The secretary of state and the chief constable went to court over the weekend in order to stop the papers being circulated.
They want sensitive details which could identify security force members removed before the documents are released.
The case is due before the High Court again on Monday.
The documents concern three Troubles' deaths - IRA man Paddy McAdorey who was killed by the Army in 1971, social work student Michael Donnelly killed by a plastic bullet in 1980 and Sadie Larmour murdered by loyalists in 1979.
The campaign group Relatives for Justice and lawyers Kevin Winters wanted inquest and trial papers held in the Public Records Office.
On Friday, Ms Ní Chuilín, whose department oversees the Public Records Office (PRO), personally handed them over.
Mark Thompson from Relatives for Justice said they were not secret documents
"These are public documents released to the PRO sought under the freedom of information - there's nothing sensitive," he said.
"These documents relate to inquest hearings and court trials concerning people that stood trial for murders and we're bewildered at the actions of the chief constable and the secretary of state in this instant.
"We can't understand it and the families are seeing it as a direct attack on them to seek basic information about the killings of their relatives.
"They're upset about it but they also see it as an interference in the wider democratic process."

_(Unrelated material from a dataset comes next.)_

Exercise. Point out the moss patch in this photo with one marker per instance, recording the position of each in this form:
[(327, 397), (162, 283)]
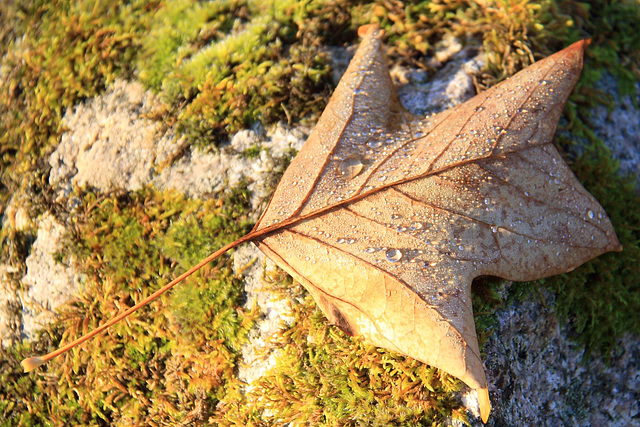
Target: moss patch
[(323, 377), (172, 361)]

But Secretary of State Teresa Villiers and Chief Constable Matt Baggott believe the papers should not have been released without the removal of the sensitive information.
Justice Minister David Ford said it was unclear, what, if any, sensitive information, had been removed.
"Last Friday I wrote to the culture minister pointing out the urgent necessity of having discussions about the issue and ensuring that there were full redactions to protect ongoing police investigations and potential issues under the European Convention on Human Rights (ECHR)," he said.
"I'm extremely disappointed that she doesn't seem to have taken any advice from my department, or the police, and has gone ahead and issued those documents.
"At this stage unclear exactly what redaction she applied."
A judge granted an order preventing the documents being circulated, at a late night hearing over the weekend.